![]() |
| Wakil Menteri Agama, R.Muhammad Syafi'i |
Jakarta - Mengenai pembentukan Direktorat Jenderal (Ditjen) Pesantren Kementeri Agama sudah ditandatangani. Ini menjadi kabar gembira bagi dunia pendidikan Islam tanah air. "Peraturan Presiden (Perpres) tentang Direktorat Jenderal Pesantren sudah ditandatangani," kata Wamenag Romo Muhammad Syafi'i, ketika memberikan arahan pada Penyusunan Rancangan Organisasi dan Tata Kerja Ditjen Pesantren dan Direktorat Vokasi di Jakarta, Kamis (2/4/2026).
Dan, sa'at ini, sebut dia, sedang dalam tahap telaah di Sekretariat Umum untuk segera diundangkan ke dalam Lembaran Negara.
"Kehadiran Ditjen Pesantren adalah sebuah keniscayaan mengingat besarnya populasi pesantren, jumlah santri, hingga peran strategis para kiai bagi bangsa ini,” ujar Wamenag dikutip laman kemenag.go.id.
Dalam pertemuan juga hadir Staf Khusus Menteri Agama Nona Gayatri Nasution, Staf Ahli Menteri Agama Faisal Ali Hasyim, Tenaga Ahli Menteri Agama Junisab Akbar dan Jaka Setiawan, Direktur Pesantren Basnang Said serta jajaran pejabat Kemenag lainnya.
Dalam rancangan struktur organisasi Ditjen Pesantren tengah dimatangkan dan diproyeksikan organisasi yang komprehensif memiliki lima direktorat strategis. Yakni Direktorat Pendidikan Muadalah, Diniyah Formal, dan Kajian Kitab Kuning, Direktorat Pendidikan Ma'had Aly, Direktorat Pendidikan Diniyah Takmiliyah dan Pendidikan Al-Quran, Direktorat Pemberdayaan Pesantren, serta Direktorat Pengembangan Dakwah Pesantren.
Pada setiap direktorat dan subdirektorat yang dibentuk memiliki argumentasi kuat dan saling melengkapi.
"Struktur ini dirancang sedemikian rupa agar kerja Ditjen Pesantren bisa maksimal. Jika salah satu unsur ini tidak ada, maka gerak organisasi akan pincang dalam melayani kebutuhan pesantren yang sangat kompleks," imbuhnya.
Selain struktur, Wamenag juga memberikan perhatian khusus pada aspek sumber daya manusia (SDM) yang akan mengisi posisi di unit baru ini.

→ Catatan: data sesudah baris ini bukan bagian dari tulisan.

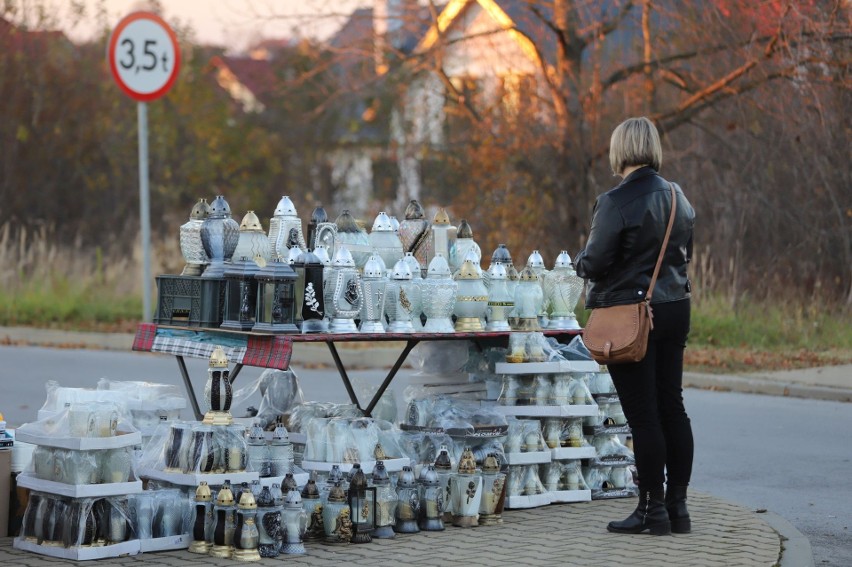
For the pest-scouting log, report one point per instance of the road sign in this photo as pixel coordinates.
(144, 56)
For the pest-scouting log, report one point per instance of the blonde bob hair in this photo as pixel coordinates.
(635, 142)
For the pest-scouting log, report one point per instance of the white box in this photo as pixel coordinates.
(165, 543)
(79, 490)
(531, 458)
(123, 439)
(193, 479)
(79, 553)
(556, 367)
(571, 495)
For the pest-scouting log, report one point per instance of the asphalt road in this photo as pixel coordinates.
(786, 455)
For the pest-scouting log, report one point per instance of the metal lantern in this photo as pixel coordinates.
(240, 295)
(202, 522)
(345, 295)
(402, 301)
(285, 229)
(268, 524)
(246, 535)
(471, 299)
(385, 502)
(276, 306)
(467, 491)
(431, 501)
(464, 247)
(439, 296)
(219, 236)
(223, 528)
(336, 517)
(408, 503)
(493, 493)
(562, 289)
(374, 286)
(217, 391)
(191, 247)
(528, 300)
(310, 303)
(318, 217)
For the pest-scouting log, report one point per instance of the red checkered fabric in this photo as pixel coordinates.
(269, 352)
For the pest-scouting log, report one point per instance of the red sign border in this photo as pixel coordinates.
(113, 40)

Ia mengingatkan agar proses rekrutmen personel segera dipersiapkan agar operasional ditjen dapat langsung berjalan cepat tanpa kendala teknis.
Wamenag mensyaratkan agar posisi-posisi kunci diisi oleh figur yang memiliki pengalaman empiris di dunia pesantren.
"Untuk urusan kurikulum dan pengasuhan asrama, harus diisi oleh orang-orang yang benar-benar memahami 'ruh' pesantren. Sementara bidang seperti pemberdayaan, kita bisa melibatkan tenaga ahli yang kompeten di bidangnya," pungkasnya.
Dengan kehadiran Ditjen Pesantren, Kementerian Agama optimis mampu mencetak generasi yang tidak hanya unggul secara intelektual, tetapi juga memiliki kedalaman spiritual yang kokoh.(*/saco).